Le Président (M. Morin, Montmagny-L'Islet): Merci, M. Duteau. M. le député de Kamouraska-Témiscouata.

M. Simard (Kamouraska-Témiscouata): Merci, M. le Président. Alors, bonjour. Merci d'être là. Je vais... J'ai remarqué, dans le début de votre présentation -- puis vous avez quand même insisté sur cet aspect -- un plaidoyer sur l'image de l'UPA, votre présence. Vous avez donné aussi des exemples de dynamisme, là. Mais il reste que vous avez dit -- on en reparlera peut-être plus tard en échangeant: On est là pour rester, on sera là, demain on va être là. Il y a quand même une vision d'avenir, en tout cas d'être présents, mais il reste que ça dénote en même temps une position un peu défensive et justificatrice. Puis ce n'est pas un jugement que je porte, là, mais, quand on le fait ainsi, c'est parce qu'il y a une préoccupation, il y a une inquiétude. Quel est votre... Qu'est-ce que vous pensez vraiment du livre vert?

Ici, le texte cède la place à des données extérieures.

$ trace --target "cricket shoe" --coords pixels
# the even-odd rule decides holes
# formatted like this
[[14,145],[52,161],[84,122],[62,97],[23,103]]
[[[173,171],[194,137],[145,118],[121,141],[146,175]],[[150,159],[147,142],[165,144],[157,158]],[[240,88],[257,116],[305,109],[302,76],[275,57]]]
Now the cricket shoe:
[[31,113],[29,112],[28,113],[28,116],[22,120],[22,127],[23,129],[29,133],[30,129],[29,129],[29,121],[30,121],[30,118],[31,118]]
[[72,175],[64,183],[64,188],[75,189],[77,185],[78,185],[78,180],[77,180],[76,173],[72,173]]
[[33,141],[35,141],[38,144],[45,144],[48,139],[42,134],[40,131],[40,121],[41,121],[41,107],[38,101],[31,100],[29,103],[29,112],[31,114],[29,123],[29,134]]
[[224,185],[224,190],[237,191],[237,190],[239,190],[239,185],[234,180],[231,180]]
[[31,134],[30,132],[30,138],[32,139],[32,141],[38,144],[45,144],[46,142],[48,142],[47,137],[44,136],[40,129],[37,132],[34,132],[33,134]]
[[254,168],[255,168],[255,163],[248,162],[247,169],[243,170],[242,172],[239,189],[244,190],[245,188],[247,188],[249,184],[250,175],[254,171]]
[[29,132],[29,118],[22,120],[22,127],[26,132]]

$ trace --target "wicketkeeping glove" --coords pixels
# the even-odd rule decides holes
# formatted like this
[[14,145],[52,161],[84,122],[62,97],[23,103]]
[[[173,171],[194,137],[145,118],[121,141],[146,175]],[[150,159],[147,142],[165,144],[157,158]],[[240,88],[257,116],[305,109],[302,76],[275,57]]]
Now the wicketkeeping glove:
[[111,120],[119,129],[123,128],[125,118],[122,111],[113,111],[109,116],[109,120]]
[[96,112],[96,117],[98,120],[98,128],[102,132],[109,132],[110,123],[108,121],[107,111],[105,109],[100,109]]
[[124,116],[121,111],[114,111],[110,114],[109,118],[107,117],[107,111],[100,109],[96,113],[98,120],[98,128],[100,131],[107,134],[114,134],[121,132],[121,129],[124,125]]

M. Stirnimann (Philipp): Du livre vert?

M. Simard (Kamouraska-Témiscouata): Par rapport à cet aspect-là? Est-ce qu'il est là pour vous rassurer ou est-ce que vous pensez que, dans ses composantes, là... parce que c'est un projet de politique, hein, à venir, à établir.

Le Président (M. Morin, Montmagny-L'Islet): M. Philipp.

M. Stirnimann (Philipp): O.K. Bien, non, c'est... Ça en prend, une politique, au Québec, agricole. Ça, les producteurs dans le champ, ils nous le disent, là, tu sais. Il y en a qui ont de la misère, des fois ça ne va pas bien, puis tout ça, puis des fois je les rencontre, puis ils disent: Tu sais, des fois, il y a de l'insécurité, on entend des choses. Tu sais, les producteurs, ce qu'ils veulent savoir: Au Québec, on en veut-u, de l'agriculture? On en veut-u, tu sais, des produits du Québec? On veut-u que de l'agneau du Québec, il en reste encore sur les tablettes? Le porc du Québec... C'est important.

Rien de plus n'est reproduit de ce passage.